Brazilian political leaders called for calm this week after the killing of a Labor member has given rise to fears that political violence in the polarized nation will erupt ahead of the October presidential election.
Luiz Inácio Lula da Silva, former left-wing president and Labor Party leader who is currently leading the polls for the October 2 vote, sent his condolences to the family of the dead man who belonged to his party, calling for “dialogue”. , tolerance and peace ”.
Jair Bolsonaro, the incumbent right-wing extremist president who may be ousted in the run-up to the election, said he did not want backing from violent supporters but posted a series of tweets attacking the left for what he called its “undeniable story of violent episodes” “.
Bolsonaro has a history of truculence, and his supporters are behind a series of recent attacks that culminated last weekend in the assassination of the Labor Party’s treasurer in the western city of Foz de Iguaçu.
Marcelo de Arruda was killed at his own 50th birthday party Sunday morning when a Bolsonaro supporter invaded the event and shot him three times.
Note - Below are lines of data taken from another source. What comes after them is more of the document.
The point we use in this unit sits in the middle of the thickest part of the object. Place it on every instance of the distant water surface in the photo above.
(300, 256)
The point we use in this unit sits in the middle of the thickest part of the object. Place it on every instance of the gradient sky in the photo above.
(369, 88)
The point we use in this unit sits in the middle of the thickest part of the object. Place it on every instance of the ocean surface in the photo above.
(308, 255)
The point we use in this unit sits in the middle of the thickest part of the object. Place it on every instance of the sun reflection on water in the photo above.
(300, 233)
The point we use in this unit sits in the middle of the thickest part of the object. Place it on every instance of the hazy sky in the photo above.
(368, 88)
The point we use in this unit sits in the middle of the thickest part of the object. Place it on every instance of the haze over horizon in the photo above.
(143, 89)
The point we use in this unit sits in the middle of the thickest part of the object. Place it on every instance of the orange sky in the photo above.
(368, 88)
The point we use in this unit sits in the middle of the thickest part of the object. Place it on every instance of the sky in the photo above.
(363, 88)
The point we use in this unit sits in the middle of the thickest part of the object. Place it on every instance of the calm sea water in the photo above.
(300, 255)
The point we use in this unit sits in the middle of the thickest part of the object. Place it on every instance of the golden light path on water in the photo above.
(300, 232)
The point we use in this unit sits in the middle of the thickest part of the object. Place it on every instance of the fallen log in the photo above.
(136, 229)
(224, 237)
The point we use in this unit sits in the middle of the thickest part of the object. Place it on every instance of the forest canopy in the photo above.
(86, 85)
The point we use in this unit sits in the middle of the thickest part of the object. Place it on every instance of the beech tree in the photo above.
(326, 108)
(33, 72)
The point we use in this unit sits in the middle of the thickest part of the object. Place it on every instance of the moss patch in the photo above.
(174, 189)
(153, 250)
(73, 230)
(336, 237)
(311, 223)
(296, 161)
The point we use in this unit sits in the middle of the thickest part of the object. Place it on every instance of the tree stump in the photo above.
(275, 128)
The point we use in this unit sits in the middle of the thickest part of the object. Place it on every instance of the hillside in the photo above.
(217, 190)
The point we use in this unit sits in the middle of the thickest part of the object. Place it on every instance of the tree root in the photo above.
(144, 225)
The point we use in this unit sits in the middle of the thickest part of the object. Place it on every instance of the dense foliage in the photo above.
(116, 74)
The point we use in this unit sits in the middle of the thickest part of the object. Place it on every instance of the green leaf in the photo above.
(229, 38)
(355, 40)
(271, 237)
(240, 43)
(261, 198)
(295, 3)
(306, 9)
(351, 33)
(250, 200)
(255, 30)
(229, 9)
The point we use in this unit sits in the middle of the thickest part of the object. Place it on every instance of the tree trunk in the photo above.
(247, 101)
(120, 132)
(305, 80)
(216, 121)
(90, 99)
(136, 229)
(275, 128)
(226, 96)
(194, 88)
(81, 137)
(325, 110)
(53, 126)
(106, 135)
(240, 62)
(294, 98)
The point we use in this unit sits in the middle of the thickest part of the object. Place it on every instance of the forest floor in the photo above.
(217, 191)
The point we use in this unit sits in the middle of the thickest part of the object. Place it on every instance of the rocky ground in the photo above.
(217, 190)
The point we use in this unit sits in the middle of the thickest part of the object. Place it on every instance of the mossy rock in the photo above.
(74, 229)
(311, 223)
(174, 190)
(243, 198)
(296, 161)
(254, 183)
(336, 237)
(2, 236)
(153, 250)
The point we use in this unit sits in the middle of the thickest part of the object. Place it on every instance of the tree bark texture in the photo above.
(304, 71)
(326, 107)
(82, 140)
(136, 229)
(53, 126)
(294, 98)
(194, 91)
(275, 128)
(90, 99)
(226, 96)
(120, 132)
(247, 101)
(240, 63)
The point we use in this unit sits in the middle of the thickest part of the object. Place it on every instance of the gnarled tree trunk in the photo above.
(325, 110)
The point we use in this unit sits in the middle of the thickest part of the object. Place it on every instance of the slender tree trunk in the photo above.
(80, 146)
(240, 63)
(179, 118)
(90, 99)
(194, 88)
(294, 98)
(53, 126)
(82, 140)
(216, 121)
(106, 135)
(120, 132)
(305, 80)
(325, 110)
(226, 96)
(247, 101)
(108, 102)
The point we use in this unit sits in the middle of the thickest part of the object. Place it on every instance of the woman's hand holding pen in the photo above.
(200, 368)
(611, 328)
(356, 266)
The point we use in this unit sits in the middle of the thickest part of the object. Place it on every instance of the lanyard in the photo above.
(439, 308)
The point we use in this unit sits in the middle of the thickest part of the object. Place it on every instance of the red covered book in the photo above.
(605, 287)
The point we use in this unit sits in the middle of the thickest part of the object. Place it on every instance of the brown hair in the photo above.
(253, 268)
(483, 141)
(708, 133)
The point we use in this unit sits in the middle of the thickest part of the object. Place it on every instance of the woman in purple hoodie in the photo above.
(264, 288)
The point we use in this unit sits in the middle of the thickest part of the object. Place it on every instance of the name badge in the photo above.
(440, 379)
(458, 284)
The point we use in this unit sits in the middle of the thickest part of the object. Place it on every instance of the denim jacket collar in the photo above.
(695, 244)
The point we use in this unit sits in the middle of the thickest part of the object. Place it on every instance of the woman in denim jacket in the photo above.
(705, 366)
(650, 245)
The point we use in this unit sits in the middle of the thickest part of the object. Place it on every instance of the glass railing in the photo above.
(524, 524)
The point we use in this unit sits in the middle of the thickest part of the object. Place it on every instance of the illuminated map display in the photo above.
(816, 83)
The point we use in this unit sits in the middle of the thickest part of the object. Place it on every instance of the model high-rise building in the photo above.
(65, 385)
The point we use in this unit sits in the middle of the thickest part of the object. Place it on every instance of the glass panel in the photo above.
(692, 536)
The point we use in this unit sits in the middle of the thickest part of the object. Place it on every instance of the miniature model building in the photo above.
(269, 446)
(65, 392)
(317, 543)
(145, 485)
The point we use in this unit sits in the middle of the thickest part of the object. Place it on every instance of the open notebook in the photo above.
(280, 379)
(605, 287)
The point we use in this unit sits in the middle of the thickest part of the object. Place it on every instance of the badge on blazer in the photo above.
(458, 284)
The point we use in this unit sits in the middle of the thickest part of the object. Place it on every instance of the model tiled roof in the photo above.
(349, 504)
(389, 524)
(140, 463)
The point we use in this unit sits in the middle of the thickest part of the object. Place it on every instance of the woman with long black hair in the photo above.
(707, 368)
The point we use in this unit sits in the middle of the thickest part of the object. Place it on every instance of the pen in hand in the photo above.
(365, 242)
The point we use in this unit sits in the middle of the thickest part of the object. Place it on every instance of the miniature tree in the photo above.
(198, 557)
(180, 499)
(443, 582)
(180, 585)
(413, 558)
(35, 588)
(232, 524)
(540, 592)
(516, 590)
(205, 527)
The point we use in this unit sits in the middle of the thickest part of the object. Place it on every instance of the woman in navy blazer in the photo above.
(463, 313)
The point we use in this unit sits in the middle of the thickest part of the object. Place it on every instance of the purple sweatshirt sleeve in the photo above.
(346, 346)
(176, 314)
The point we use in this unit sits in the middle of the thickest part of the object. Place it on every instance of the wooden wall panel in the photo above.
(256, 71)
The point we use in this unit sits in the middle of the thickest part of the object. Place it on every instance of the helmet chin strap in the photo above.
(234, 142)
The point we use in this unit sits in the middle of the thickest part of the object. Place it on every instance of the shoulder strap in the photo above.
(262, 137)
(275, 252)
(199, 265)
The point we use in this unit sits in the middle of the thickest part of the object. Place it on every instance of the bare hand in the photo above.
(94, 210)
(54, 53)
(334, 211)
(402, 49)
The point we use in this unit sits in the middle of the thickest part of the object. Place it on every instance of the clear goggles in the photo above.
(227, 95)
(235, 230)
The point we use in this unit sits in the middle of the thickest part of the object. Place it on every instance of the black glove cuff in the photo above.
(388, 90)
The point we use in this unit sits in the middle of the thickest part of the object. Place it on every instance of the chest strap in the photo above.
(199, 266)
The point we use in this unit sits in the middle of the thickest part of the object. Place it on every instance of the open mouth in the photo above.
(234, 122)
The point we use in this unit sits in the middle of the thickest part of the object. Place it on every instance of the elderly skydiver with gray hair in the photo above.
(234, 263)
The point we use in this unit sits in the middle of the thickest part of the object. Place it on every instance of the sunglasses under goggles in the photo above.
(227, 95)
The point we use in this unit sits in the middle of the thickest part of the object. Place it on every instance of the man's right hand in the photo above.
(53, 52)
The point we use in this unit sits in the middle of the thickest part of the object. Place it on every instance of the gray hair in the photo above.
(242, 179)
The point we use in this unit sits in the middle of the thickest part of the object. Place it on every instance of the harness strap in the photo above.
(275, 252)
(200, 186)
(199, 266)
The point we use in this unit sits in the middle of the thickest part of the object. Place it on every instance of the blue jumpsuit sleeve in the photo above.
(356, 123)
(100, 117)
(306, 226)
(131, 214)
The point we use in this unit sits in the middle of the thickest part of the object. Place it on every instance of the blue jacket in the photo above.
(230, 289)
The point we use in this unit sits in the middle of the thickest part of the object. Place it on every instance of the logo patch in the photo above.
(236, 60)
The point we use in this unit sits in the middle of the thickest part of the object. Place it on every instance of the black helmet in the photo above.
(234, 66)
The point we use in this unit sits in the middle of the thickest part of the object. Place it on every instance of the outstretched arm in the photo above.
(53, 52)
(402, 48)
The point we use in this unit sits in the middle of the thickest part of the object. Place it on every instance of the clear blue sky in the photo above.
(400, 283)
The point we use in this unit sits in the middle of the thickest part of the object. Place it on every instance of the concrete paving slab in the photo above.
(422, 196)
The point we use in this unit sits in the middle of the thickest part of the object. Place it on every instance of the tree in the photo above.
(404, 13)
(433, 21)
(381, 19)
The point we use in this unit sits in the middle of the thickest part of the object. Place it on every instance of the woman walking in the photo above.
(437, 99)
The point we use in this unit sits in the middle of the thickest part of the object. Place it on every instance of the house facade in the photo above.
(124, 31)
Arruda, a municipal guard who had organized a Lula-themed party, returned fire before his death, leaving his assailant in a serious condition in hospital.
The attack came just two days after another Bolsonaro supporter threw a raw homemade device containing feces into the crowd at a Lula campaign rally in Rio de Janeiro. In another incident in the state of Minas Gerais three weeks earlier, a drone dropped what was reported to be raw wastewater, at a pro-Lula collection.
The attacks are in line with a polarization in Brazilian politics that took off in 2016 with the Supreme Court ruling against Lula’s hand-picked successor, Dilma Rousseff, and the imprisonment of Lula two years later for corruption crimes – convictions that were overturned in 2019 after It was found , that prosecutors had cooperated with the judge.
What has changed since then, according to experts, is the growing feeling, especially from the right, that political differences cannot be resolved through debate.
“This right-wing extremist group, many of whom, including the president, have fascist ideas, do not want to recognize institutions and the established rules of the game,” said Darci Frigo, president of Brazil’s National Human Rights Council. “Bolsonaro has made a decision to eliminate the left, and he has allowed his supporters to use violence to do so, to divide and hate.
“What happened in Foz de Iguaçu is not an isolated case, it was encouraged by the president’s rhetoric.”
Bolsonaro follows Lula with double digits in most polls, and the prospect of defeat lies behind much of his inflammatory language, experts said.
His warfare comes, though Bolsonaro himself is the highest-profile victim of political violence in recent years. The populist leader was stabbed a month before the 2018 election and spent weeks in hospital before it was time to win the presidency.
Even before that, Bolsonaro had accused extremist views against homosexuals, women and Afro-Brazilians, and most often against the left. In 2018, he imitated firing a machine gun and told a crowd in the state of Acre that he wanted to “punish” leftists and “run them out” of the state.
His rhetoric has not softened in office, and his disappointing polls cause him to embrace increasingly extreme positions designed to give energy to his hard base and scare opposition campaigners off the streets, said Felipe Borba, coordinator of a think tank for political violence at Rios. Unirio University.
“The use of violence against rivals is being stimulated as part of an election strategy … especially by President Jair Bolsonaro against supporters of former President Lula,” Borba said. “He also does it to shift focus away from the country’s real problems.”
Borba said the rise in violence comes at the beginning of what is expected to be some tense months of campaigning, not only for the president but also for Congress and 27 state governors.
A study conducted by his office showed that the number of politically motivated attacks so far in 2022 is higher than in the same period two years ago, prior to the local elections. The data are particularly serious as there are more candidates and races for local elections than national ones.
Even more worrying is the president’s possible endgame.
Bolsonaro has repeatedly questioned the reliability of the electronic ballot boxes used in Brazil, even though there is little or no evidence that they are vulnerable, and he has openly warned that he may refuse to leave office if the result does not go his way.
“If Bolsonaro loses the election and you put it together with his intolerance and the perception that he was cheated, we could get large-scale violence after the election, something close to what we saw in the United States with the invasion of the Capitol,” he said. Borba.